Fix the problem, not the blame
How can we feed our world healthily, responsibly, ethically and economically? That question could start many a heated debate. It’s going to take some creative problem solving and a willingness to take a hard and realistic look at alternatives and the real (including environmental and social) costs of many production systems to create tomorrow’s agriculture. Russ Parsons of the LA Times voiced many of my thoughts. I’m going to quote liberally.
On the one side, the hard-line aggies seem convinced that a bunch of know-nothing urbanites want to send them back to Stone Age farming techniques. On the other side, there’s a tendency by agricultural reformers to lump together all farms (or at least those that aren’t purely organic, hemp-clad mom-and-pop operations) as thoughtless ravagers of the environment
I operate on both sides of this debate because we raise and sell registered breeding stock and sell pasture-raised beef and veal at local farmer’s markets. I hear more than my share of biases and accusations. Here’s some things I think we all need to remember:
Agriculture is a business. Farming without a financial motive is gardening. …Not only do farmers have expenses to meet just like any other business, but they also need to be rewarded when they do good work.
…we also have to keep in mind that our first obligation is to make sure that healthful, fresh food remains plentiful and inexpensive enough that anyone can afford it.

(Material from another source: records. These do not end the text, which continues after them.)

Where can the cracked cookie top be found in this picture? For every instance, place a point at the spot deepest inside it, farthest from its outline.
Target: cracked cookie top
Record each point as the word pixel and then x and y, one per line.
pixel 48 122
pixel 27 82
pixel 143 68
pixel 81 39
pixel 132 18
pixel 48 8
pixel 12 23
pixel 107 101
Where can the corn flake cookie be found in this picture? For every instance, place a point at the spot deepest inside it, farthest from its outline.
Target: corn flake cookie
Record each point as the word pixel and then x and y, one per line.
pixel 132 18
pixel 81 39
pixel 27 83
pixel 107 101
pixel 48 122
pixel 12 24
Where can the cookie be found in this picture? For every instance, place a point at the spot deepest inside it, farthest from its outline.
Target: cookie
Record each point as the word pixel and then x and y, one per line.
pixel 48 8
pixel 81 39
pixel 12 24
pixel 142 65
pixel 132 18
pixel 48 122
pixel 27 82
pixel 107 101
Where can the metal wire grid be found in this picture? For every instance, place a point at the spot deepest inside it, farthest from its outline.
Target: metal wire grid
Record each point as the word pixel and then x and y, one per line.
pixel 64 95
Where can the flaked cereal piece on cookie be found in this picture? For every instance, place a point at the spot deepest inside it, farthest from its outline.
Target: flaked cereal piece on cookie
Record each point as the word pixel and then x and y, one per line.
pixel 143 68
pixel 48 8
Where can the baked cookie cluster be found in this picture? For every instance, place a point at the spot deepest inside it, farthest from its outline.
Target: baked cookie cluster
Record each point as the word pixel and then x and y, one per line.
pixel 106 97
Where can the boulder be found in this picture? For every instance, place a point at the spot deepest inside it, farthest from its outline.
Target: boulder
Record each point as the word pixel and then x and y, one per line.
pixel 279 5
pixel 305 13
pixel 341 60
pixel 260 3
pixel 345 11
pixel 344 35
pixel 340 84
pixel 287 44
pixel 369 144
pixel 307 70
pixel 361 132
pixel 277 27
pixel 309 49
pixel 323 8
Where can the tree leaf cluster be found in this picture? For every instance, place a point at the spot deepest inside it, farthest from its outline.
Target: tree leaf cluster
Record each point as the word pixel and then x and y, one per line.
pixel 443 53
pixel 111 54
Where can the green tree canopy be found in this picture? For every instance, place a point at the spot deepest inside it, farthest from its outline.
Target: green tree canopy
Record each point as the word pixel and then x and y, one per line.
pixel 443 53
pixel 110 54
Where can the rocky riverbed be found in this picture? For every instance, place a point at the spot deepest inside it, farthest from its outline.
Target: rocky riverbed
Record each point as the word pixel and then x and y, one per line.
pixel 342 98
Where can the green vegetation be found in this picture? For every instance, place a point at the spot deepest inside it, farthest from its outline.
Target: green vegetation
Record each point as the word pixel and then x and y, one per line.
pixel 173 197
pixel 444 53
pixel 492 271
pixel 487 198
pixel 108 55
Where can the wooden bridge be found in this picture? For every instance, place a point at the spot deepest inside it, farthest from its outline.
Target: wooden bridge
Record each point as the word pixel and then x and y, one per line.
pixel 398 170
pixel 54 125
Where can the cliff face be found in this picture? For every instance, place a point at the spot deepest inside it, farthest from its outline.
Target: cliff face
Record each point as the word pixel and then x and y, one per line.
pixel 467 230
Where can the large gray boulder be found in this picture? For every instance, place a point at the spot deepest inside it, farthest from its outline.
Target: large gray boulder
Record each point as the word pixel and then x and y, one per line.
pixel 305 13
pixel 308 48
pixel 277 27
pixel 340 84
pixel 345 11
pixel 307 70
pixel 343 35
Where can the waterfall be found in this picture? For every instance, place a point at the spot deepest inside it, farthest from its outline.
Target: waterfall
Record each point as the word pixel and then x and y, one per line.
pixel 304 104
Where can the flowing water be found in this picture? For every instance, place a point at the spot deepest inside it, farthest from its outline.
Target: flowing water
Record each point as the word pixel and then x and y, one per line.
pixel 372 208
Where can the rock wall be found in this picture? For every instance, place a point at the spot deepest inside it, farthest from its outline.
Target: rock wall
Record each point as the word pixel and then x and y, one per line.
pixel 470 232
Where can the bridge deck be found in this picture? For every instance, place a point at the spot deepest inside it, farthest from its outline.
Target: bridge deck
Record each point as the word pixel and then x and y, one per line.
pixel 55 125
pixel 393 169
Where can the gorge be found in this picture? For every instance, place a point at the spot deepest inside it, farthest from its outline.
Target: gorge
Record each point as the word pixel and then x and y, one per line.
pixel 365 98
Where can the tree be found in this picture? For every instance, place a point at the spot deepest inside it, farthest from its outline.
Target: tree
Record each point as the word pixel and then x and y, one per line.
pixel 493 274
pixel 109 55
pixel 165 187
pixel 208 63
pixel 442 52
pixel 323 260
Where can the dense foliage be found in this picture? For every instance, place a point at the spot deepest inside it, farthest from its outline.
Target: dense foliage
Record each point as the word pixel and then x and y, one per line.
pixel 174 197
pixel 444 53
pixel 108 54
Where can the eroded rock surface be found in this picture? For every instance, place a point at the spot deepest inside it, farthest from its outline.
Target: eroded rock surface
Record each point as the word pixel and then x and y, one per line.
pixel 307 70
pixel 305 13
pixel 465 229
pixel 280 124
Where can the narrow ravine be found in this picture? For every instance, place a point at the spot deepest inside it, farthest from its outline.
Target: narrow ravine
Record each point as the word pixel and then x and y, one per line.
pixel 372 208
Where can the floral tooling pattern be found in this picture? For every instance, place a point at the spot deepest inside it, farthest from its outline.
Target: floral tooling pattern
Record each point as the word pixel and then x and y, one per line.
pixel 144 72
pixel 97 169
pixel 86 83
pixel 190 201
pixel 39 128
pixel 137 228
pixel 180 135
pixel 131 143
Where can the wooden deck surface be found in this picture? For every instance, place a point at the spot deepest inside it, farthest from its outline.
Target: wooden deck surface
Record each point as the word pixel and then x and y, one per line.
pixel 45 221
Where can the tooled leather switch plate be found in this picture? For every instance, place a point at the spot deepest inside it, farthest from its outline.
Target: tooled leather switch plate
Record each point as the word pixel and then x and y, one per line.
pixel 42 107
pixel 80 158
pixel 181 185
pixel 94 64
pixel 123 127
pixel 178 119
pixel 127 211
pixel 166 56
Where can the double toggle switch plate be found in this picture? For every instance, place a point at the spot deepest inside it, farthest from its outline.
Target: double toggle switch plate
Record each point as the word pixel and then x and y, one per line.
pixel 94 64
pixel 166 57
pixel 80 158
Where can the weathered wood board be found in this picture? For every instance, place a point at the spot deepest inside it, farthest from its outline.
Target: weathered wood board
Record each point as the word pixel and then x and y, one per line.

The world is changing, and those who can adapt are the ones who will be successful.
What’s political is also personal. If you believe in something, you should be willing to make sacrifices to support it, even if it’s expensive or inconvenient. Wailing about farmers who use pesticides and then balking at paying extra for organic produce is hypocritical because the yields in organic farming are almost always lower.
Don’t assume that those who disagree with you are evil, stupid or greedy.
It is good to hear a voice for tolerance and moderation. Consumers have legitimate desires and concerns, even when they don’t have all the facts. Individual producers, as a whole, are producing our food in the best way they know and really do care about their animals and the environment. Let’s fix the problem, not the blame.